Apakah memang begini hukuman yang ia terima karena dahulu dengan serakah membuat Aldy menceraikan Hilda, menguasai semua uang yang seharusnya menjadi hak utuh Hilda selepas bercerai, dan merahasiakan fakta keberadaan anak laki-laki Hilda. nyatanya ia tak bisa bahagia bersama orang yang ia cinta.
Sementara nun jauh di sana kedua orang tuanya terus menodong nafkah darinya, karena dirinya anak satu-satunya, dan untuk alasan ini pula pernikahannya dengan Aldy mendapatkan restu.
Ponsel yang sejak tadi teronggok tenang tiba-tiba bergetar, enggan menjawab ketika melihat nama si penelpon, beberapa kali ia abaikan namun si penelpon tak mau menyerah. Hingga akhirnya Widya menyerah kemudian mengangkat panggilan tersebut.

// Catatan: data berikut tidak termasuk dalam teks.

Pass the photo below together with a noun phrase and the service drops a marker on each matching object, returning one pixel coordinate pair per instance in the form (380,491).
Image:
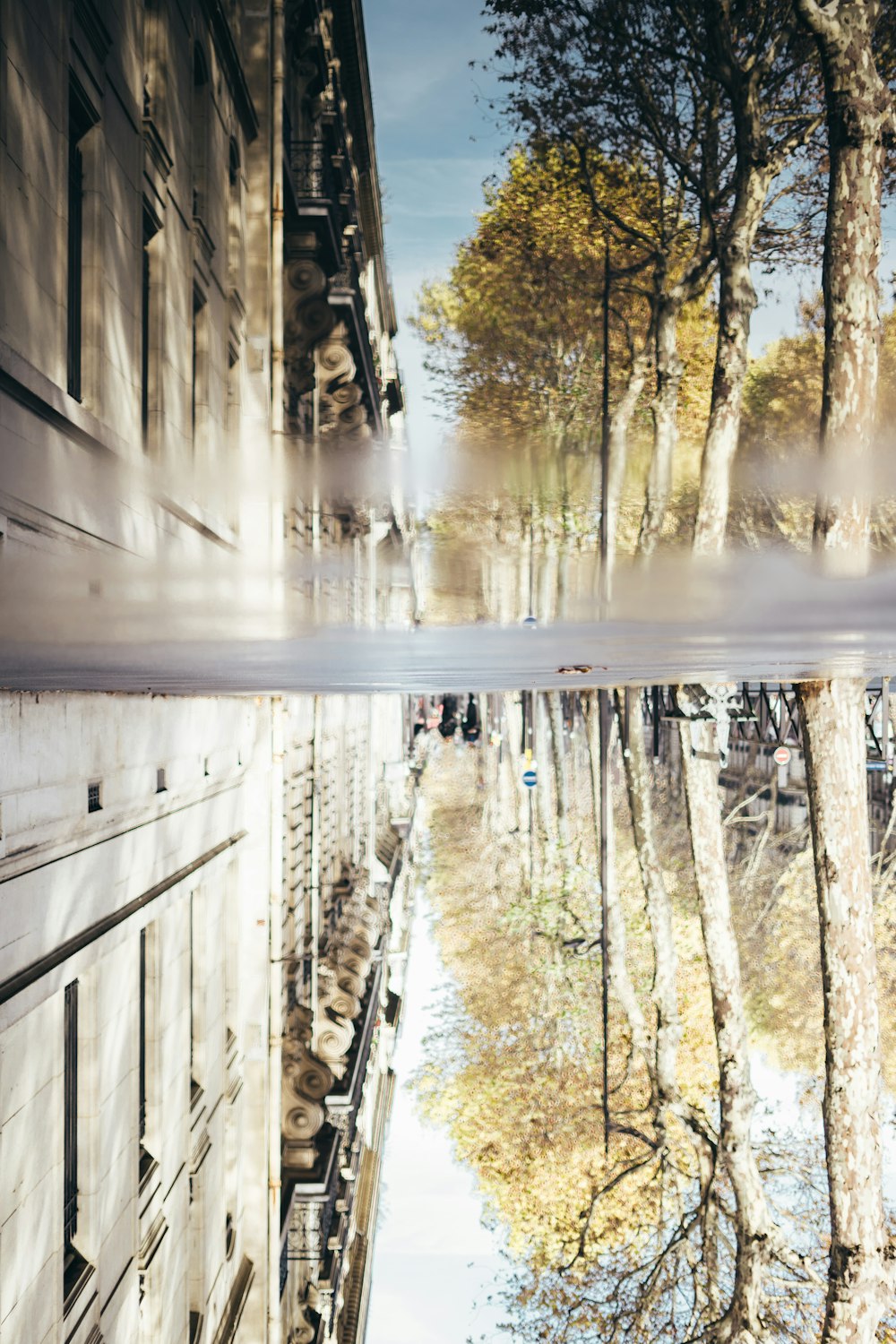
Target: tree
(514,333)
(856,51)
(721,99)
(599,78)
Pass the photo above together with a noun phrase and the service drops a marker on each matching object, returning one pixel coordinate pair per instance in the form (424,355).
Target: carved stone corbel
(306,1080)
(308,320)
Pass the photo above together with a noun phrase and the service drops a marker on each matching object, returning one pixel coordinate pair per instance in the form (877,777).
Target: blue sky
(437,142)
(435,1265)
(435,145)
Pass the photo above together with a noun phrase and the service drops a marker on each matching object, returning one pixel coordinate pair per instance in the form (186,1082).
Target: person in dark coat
(471,731)
(447,726)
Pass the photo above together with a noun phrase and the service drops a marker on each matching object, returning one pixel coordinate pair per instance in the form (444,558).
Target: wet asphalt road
(449,659)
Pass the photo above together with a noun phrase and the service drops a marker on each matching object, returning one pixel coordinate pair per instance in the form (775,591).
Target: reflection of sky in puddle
(790,1102)
(435,1263)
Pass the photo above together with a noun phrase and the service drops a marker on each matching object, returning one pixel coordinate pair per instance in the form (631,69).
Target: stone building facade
(199,898)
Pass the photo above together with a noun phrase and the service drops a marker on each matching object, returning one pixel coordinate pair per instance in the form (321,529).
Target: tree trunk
(619,424)
(860,1276)
(665,425)
(616,937)
(737,301)
(555,714)
(858,105)
(665,995)
(737,1096)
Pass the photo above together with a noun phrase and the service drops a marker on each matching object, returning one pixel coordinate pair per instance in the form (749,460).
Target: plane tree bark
(742,1320)
(665,961)
(769,81)
(860,115)
(861,1277)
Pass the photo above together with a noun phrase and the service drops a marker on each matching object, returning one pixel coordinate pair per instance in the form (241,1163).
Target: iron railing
(314,174)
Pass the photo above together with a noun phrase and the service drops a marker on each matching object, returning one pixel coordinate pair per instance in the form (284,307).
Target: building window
(82,117)
(142,1037)
(195,1007)
(199,394)
(201,131)
(74,1263)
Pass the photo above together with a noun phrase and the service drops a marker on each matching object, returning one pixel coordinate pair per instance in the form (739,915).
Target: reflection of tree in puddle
(659,1236)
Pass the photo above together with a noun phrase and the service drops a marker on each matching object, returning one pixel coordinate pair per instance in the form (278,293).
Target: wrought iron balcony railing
(314,172)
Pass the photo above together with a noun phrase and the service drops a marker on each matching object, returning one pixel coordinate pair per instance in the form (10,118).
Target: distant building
(198,897)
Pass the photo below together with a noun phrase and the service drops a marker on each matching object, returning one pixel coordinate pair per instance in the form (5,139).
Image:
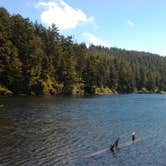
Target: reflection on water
(60,131)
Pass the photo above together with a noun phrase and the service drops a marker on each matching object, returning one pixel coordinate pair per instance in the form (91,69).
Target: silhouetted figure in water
(116,143)
(133,137)
(112,147)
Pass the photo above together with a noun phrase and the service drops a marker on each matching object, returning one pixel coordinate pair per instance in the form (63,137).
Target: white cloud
(92,39)
(62,15)
(130,23)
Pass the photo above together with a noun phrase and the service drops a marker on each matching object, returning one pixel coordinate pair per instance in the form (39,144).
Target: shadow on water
(60,130)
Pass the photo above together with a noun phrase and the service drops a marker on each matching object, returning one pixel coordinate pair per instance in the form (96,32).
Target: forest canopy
(35,60)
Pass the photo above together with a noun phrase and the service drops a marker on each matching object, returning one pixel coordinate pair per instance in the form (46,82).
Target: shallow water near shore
(62,130)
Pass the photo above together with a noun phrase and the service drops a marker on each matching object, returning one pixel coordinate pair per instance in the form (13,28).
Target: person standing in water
(133,136)
(112,147)
(116,143)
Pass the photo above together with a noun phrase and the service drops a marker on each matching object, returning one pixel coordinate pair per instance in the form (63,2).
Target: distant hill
(35,60)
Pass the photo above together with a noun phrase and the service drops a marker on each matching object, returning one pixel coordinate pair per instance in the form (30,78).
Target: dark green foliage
(36,60)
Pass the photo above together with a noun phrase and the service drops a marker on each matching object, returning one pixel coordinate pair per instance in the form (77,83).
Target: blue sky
(129,24)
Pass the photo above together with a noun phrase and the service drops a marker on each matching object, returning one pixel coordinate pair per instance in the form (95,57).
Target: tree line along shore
(35,60)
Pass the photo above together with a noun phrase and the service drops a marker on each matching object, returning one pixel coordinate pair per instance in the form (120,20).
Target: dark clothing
(112,147)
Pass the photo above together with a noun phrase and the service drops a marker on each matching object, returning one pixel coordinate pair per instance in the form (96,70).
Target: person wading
(133,136)
(112,147)
(116,143)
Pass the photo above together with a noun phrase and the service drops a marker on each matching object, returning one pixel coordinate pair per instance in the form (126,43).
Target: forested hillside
(35,60)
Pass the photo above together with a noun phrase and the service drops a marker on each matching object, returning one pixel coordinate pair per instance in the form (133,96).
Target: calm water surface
(60,131)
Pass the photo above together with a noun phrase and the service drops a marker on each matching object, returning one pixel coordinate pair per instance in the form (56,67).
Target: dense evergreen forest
(35,60)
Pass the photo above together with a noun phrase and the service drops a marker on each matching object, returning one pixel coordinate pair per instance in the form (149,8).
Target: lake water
(61,130)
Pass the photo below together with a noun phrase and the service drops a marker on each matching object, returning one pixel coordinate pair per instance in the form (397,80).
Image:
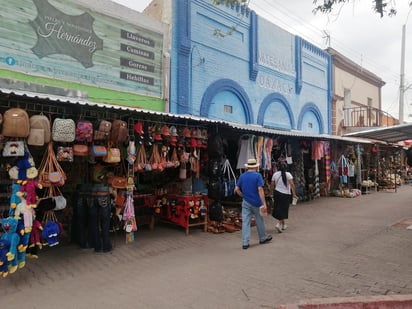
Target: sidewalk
(334,247)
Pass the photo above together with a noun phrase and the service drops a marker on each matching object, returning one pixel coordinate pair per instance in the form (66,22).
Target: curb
(361,302)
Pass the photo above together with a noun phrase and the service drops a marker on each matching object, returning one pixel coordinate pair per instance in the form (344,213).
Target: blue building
(229,64)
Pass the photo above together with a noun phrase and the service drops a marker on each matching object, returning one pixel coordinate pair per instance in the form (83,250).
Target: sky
(354,30)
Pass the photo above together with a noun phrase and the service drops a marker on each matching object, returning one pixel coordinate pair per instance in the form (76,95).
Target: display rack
(186,211)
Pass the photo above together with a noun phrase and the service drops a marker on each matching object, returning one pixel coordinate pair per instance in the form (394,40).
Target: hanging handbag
(13,149)
(80,150)
(119,182)
(113,155)
(64,154)
(229,179)
(50,171)
(63,130)
(98,150)
(141,159)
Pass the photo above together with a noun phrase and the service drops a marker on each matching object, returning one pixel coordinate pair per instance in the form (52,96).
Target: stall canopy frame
(393,134)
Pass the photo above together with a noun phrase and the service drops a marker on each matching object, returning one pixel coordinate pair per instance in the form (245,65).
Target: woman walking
(282,187)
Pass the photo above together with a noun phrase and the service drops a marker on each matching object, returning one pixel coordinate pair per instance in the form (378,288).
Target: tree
(382,7)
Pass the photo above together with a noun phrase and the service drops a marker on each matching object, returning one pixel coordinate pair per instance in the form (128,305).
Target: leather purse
(98,150)
(113,155)
(80,150)
(119,182)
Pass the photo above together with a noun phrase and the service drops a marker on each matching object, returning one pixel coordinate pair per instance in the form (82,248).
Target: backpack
(119,131)
(84,131)
(39,130)
(102,129)
(16,123)
(216,211)
(63,130)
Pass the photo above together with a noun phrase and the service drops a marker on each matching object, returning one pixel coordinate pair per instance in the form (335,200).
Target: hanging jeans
(99,219)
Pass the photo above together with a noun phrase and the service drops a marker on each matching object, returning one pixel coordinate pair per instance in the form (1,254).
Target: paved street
(333,247)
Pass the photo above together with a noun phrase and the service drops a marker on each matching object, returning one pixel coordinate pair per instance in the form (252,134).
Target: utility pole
(402,78)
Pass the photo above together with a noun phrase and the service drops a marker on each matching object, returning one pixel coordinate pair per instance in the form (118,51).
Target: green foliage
(382,7)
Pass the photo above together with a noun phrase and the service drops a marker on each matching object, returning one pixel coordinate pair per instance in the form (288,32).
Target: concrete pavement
(334,247)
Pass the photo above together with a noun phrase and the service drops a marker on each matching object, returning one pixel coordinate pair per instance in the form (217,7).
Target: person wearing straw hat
(250,187)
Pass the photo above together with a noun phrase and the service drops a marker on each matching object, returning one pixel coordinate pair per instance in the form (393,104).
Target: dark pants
(92,219)
(99,222)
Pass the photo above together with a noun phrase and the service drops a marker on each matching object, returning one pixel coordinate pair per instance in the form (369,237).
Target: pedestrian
(250,188)
(283,187)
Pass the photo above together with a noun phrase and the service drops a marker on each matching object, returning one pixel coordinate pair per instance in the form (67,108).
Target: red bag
(119,131)
(84,131)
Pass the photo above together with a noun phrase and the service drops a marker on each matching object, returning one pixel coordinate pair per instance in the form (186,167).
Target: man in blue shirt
(250,187)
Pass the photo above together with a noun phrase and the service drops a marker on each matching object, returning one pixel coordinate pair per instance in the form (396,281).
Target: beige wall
(360,89)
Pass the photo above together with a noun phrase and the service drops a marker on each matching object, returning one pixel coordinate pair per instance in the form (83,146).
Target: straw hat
(252,163)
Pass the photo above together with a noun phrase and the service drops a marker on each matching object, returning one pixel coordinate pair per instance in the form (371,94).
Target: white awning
(391,134)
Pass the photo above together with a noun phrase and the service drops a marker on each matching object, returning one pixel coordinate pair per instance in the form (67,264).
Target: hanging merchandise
(98,150)
(64,153)
(246,150)
(229,179)
(80,150)
(155,159)
(113,155)
(39,130)
(63,130)
(130,225)
(343,169)
(51,228)
(140,163)
(101,130)
(50,171)
(16,123)
(13,149)
(84,131)
(119,131)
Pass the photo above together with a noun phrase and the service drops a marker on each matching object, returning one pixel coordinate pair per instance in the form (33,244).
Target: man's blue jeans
(248,211)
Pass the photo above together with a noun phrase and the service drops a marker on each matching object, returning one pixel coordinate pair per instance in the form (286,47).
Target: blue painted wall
(257,74)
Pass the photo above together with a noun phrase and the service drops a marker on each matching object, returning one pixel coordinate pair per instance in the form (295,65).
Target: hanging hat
(173,131)
(186,132)
(32,172)
(14,172)
(203,134)
(138,127)
(252,163)
(165,130)
(173,140)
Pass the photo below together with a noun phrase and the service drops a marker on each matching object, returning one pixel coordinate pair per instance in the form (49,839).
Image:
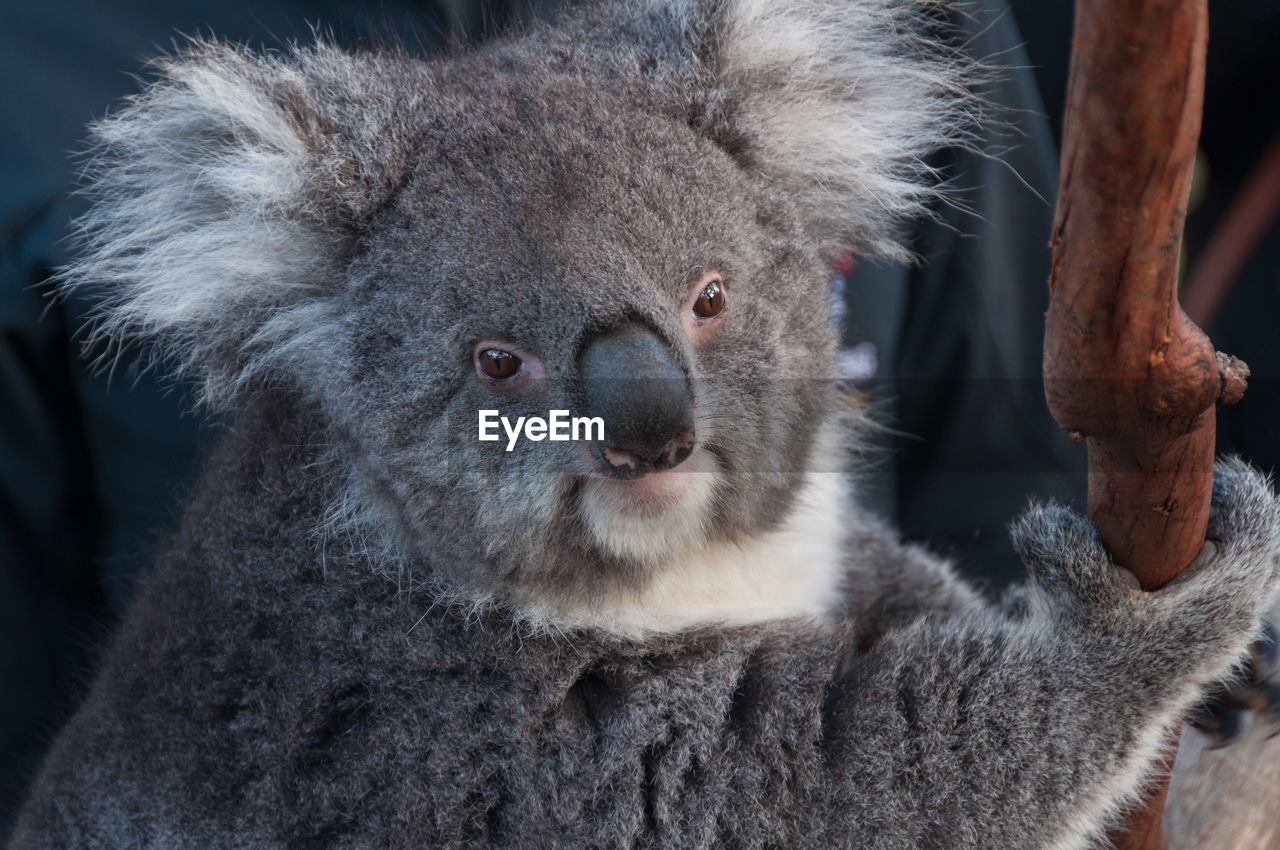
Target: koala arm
(978,729)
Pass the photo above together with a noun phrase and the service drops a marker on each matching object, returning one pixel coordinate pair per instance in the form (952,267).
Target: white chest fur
(791,571)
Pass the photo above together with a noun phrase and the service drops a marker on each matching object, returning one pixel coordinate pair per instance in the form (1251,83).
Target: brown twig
(1124,368)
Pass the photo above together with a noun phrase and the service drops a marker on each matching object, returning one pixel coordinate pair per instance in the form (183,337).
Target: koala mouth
(649,493)
(654,516)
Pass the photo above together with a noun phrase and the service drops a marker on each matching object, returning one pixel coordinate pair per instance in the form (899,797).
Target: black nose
(632,382)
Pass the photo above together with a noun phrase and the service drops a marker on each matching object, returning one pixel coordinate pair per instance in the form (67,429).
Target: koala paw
(1256,691)
(1223,592)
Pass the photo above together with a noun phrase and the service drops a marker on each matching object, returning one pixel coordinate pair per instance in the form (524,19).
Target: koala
(375,629)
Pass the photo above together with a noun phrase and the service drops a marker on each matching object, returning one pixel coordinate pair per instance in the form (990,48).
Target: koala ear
(225,196)
(836,103)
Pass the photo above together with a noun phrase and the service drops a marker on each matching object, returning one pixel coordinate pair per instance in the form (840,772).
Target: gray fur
(357,639)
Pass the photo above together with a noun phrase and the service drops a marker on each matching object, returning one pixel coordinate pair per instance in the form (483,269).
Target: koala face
(560,216)
(629,215)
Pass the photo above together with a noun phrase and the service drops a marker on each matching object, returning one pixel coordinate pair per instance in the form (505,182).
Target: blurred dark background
(94,465)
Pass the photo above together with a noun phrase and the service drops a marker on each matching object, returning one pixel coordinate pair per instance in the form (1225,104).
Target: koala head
(629,214)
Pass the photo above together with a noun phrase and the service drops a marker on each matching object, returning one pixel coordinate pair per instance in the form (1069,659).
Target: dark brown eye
(498,364)
(711,300)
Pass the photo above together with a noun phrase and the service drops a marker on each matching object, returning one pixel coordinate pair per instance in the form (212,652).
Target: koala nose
(632,382)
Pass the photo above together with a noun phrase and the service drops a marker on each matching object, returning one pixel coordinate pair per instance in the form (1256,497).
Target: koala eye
(498,364)
(711,300)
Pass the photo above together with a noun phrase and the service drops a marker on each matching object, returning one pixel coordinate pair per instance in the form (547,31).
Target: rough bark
(1124,368)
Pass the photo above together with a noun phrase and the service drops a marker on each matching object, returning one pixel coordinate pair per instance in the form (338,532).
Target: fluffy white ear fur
(837,103)
(223,196)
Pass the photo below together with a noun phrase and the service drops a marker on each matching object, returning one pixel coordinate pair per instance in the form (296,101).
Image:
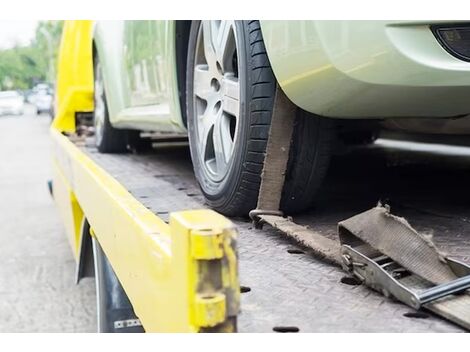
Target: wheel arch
(182,29)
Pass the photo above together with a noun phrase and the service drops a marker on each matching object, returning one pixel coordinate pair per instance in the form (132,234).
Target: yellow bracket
(179,277)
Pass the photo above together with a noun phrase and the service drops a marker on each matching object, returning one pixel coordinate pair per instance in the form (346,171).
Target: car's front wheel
(230,97)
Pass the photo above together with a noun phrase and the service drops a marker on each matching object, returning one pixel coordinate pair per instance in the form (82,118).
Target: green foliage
(23,66)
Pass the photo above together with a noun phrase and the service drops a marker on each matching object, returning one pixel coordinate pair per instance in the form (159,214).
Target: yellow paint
(70,211)
(179,277)
(154,260)
(74,86)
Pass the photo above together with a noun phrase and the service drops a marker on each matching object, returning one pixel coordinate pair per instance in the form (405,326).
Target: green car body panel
(367,69)
(337,69)
(139,69)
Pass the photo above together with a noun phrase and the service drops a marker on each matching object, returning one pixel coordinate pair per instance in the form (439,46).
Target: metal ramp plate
(290,289)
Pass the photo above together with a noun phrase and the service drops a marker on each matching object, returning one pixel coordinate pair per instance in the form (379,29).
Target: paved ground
(37,289)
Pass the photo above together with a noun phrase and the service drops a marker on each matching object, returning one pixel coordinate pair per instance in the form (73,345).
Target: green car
(216,80)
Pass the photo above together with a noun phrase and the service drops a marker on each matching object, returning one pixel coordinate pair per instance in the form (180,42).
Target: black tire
(110,139)
(114,310)
(309,158)
(238,194)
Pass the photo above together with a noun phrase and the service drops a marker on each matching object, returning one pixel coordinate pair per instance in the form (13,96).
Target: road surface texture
(288,286)
(289,289)
(37,289)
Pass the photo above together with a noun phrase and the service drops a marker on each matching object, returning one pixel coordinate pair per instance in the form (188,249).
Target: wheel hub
(216,96)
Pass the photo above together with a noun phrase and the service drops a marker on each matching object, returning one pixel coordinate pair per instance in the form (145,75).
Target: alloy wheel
(216,96)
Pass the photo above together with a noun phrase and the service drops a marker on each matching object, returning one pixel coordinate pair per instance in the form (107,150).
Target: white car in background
(43,102)
(11,103)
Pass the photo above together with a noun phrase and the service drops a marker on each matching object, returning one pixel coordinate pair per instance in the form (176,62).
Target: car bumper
(367,69)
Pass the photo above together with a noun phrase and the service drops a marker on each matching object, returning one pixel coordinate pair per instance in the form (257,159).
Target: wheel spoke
(231,95)
(225,44)
(208,28)
(202,79)
(223,143)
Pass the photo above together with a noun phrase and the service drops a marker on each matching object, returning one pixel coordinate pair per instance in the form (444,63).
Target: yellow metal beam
(181,276)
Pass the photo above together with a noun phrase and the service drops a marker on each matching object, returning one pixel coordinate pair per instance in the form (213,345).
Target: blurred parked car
(43,102)
(11,103)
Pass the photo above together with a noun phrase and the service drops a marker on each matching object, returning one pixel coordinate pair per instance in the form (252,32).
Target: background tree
(21,67)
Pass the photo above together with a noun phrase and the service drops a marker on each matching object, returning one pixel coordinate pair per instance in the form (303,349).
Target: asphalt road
(37,289)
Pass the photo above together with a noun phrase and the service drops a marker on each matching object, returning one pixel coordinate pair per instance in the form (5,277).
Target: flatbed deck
(288,288)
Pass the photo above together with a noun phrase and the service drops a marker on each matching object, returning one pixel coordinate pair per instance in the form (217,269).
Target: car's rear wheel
(230,98)
(107,138)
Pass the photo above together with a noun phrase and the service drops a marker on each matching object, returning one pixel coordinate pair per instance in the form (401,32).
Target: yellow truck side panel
(165,269)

"Hallo Pah?" jawab Widya enggan.
"Kenapa Bulan ini, sedikit sekali kirimanmu?"
"Ya Papa Mama aturlah, biar cukup." jawab Widya malas. Bayangan Aldy akan menceraikannya mulai menghantui, karena itulah ia harus mulai berhemat dengan uang simpanan pemberian Aldy setiap bulannya. Padahal Aldy tak pernah membahas perceraian, Namun Widya mulai mengambil sikap waspada.
"Mau diatur kayak gimana? uang segitu hanya cukup untuk biaya makan, belum cicilan mobil baru."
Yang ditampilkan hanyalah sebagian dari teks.